Third Progress Report available

The third and final Progress Report on geographies of transport is now available on the website of Progress in Human Geography. In this report I chart the origins of concepts, methods and practices used in geographical scholarship on transport in Africa, South Asia and Latin America. I show that western modes of thinking and doing research remain hegemonic although a number of authors are now heeding wider calls to ‘decolonise’ knowledge production on transport and mobilities in Global South contexts. The report concludes with some suggestions how post/decolonial scholarship on the geographies of transport can be developed further.

Popular papers on transport

Elsevier — the academic publisher which publishes the most and the most highly ranked journals in transport research — has published a list of transport papers from its journals that have been downloaded the most over the first half of 2013. The list is available here and all papers on it can be downloaded for free until 31st October 2013.

One obviously has to be careful with attributing significance to lists of download frequency, for they don’t tell much about the reasons for the downloads — papers may, for instance, have been used for university courses with many students, or one or two individuals may have downloaded a paper repeatedly whilst working on a particular piece of research. Still, the list contains a number of papers one would expect to be there (e.g. Chapman’s paper on #2 and Banister’s on #7), and this tells us something about popularity and influence.

I wish to highlight two aspects of the list.

First, and to my delight, the Journal of Transport Geography has two papers in the top 5 — the aforementioned review on climate change and transport by Chapman and the position paper by Hesse and Rodrigue on the transport geography of logistics and freight distribution.

Second, there are some differences between Elsevier’s transport journals with the highest impact factor and the ones that feature most prominently on the list of most downloaded articles. For there are comparatively few papers from Transportation Research Part B and Part A. The journal that dominates the list of most frequently downloaded papers and particularly its higher echelons is Transport Policy, the impact factor of which is with 1.51 significantly lower than for Transportation Research Part B (2.94) or Part A (2.75). At the same time, the list confirms the position of Transportation Research Part E (IF=2.27) as a leading journal in the field.

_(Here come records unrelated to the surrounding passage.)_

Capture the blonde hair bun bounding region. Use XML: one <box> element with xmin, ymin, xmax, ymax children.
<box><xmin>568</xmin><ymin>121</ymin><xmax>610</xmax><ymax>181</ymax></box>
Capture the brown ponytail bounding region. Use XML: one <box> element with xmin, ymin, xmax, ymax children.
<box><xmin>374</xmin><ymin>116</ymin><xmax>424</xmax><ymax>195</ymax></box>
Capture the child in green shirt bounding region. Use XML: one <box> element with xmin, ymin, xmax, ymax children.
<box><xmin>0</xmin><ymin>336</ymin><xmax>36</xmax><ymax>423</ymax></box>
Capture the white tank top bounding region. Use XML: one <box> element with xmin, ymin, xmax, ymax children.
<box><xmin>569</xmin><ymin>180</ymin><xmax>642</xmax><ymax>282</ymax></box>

Nonetheless, as a whole the list goes to show that the use of a single metric to rank journals is quite problematic. Insofar as journals are to be ranked — the usefulness of which I, like many others, have strong doubts about — multiple indicators should be used. No single indicator is perfect but if a broad range of different indicators is employed, it is possible to create a richer and more realistic picture of the position of any given journal in the wider field than with the current narrow focus on journal impact factors.